Foreign-invested companies established under Vietnamese law also have similar tax obligations as those established by Vietnamese enterprises. The law of Vietnam regulates equal and balanced obligations to pay taxes among the above-mentioned taxpayers to State agencies.
In this article, we only mention some basic taxes and fees applicable to companies with common business lines and conditions.
The following are some of the main taxes and fees paid by foreign-invested companies in accordance with the laws of Vietnam:
I. LICENSE TAX
The license tax is an annual fee and usually based on the charter capital on the Enterprise Registration Certificate/other equivalent license that enterprises must pay the State agency according to the Decree No. 139/2016/ND-CP on license tax.
The license tax paid by foreign-invested enterprises is determined based on the registered capital on the Enterprise Registration Certificate/ other Establishment License issued by the competent authority, which is according to the table below:
|Registered capital||Annual License tax|
|Over VND 10,000,000,000||VND 3,000,000|
|Less than VND 10,000,000||VND 2,000,000|
|Branches, representative offices, business |
locations, non-business units, other economic organizations
II. CORPORATE INCOME TAX (“CIT”)
Corporate income tax is a direct tax on income from production, business activities and other incomes of enterprises.
CIT is specified in the Circular No. 96/2015/TT-BTC and in another Circular No. 78/2014/TT-BTC guiding the implementation of corporate income tax and other relevant documents.
• “Corporate income tax payable = ((Assessable income – (Tax-free incomes + Losses carried forward under regulations) × Tax rate)”.
• “Assessable income = (Revenue – Expenses deducted) + other incomes”.
The CIT rate is 20%, effective from January 1st, 2016.
III. VALUE ADDED TAX (“VAT”)
Value-added tax, which is an indirect one, is imposed on the added value of goods and services during the process of production, circulation and distribution. However, not all goods and services are subject to tax payment.
VAT payment obligation is specified in the 2008 Value Added Tax Law, amended in 2013 and in other relevant documents.
Depending on different subjects, different methods of VAT calculation will be applied. According to the current regulations, VAT is calculated to pay by 02 methods: method of deduction and tax calculation directly based on added value.
• Deduction method:
“Payable VAT amount = Output VAT – Input VAT deductible”
• Direct calculation method
“Payable VAT amount = Taxable price of goods or services sold × VAT rate of goods and services”
The amount of VAT that businesses have to pay depends on the group of goods or services produced or provided (there are many different VAT rates applicable to groups of goods/services).

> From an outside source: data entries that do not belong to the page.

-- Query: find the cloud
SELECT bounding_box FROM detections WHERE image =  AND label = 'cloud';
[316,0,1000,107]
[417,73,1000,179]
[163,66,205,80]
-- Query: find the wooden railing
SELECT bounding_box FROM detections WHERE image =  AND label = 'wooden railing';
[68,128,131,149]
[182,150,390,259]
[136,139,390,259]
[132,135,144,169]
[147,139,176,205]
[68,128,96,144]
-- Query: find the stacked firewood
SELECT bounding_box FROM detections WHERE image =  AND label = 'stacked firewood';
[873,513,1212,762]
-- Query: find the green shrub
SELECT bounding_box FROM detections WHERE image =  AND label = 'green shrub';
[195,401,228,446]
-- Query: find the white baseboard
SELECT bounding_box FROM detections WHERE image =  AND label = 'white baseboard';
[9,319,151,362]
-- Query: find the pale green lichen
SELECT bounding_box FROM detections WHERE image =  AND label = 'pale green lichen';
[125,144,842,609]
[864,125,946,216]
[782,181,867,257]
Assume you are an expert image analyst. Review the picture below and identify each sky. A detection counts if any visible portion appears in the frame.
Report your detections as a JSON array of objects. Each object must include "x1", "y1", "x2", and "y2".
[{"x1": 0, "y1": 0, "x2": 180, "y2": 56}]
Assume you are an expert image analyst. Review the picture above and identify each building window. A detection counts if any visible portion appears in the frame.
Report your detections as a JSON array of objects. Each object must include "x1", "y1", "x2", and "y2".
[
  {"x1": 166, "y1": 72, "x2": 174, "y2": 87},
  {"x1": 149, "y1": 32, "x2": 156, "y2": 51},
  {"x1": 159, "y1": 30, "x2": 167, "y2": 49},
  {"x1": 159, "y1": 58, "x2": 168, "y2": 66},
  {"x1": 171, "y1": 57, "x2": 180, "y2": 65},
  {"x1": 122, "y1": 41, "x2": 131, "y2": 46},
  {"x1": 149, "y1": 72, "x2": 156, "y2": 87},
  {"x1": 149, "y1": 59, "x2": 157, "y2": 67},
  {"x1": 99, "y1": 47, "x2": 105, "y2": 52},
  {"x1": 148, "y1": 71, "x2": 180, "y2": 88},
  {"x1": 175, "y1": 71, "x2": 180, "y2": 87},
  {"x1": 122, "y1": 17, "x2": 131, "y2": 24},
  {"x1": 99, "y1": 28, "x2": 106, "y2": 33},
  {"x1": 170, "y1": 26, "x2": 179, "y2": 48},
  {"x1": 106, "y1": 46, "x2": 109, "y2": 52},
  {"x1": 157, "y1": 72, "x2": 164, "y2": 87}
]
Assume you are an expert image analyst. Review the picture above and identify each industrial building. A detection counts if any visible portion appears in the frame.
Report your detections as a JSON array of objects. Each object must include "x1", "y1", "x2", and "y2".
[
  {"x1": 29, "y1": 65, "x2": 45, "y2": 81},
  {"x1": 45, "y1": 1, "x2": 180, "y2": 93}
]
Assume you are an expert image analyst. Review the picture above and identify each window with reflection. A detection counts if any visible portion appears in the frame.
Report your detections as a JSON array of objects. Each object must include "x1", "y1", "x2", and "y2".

IV. PERSONAL INCOME TAX (“PIT”)
To ensure normal business operations, companies may recruit many workers to meet their needs. The law stipulates that enterprises must be responsible for withholding PIT (if employees’ salary or other incomes are subject to PIT) before paying them. In addition, companies must declare the above PIT amounts and submit them to the government.
Taxpayers, tax rates, tax calculation methods are specified in the Circular No. 111/2013/TT-BTC dated August 15th, 2013 and the Circular No. 92/2015 /TT-BTC dated June 15th, 2015 and in relevant legal documents.
V. OTHER TYPES OF TAX
Enterprises manufacturing or doing business in some business lines and sectors with special conditions may be subject to other taxes such as: environment protection tax; natural resources tax; special consumption tax, …
The above-mentioned taxes are prescribed in specialized legal documents. Subjects of tax payment, tax rates and payable tax amount depend on goods /services of each enterprise.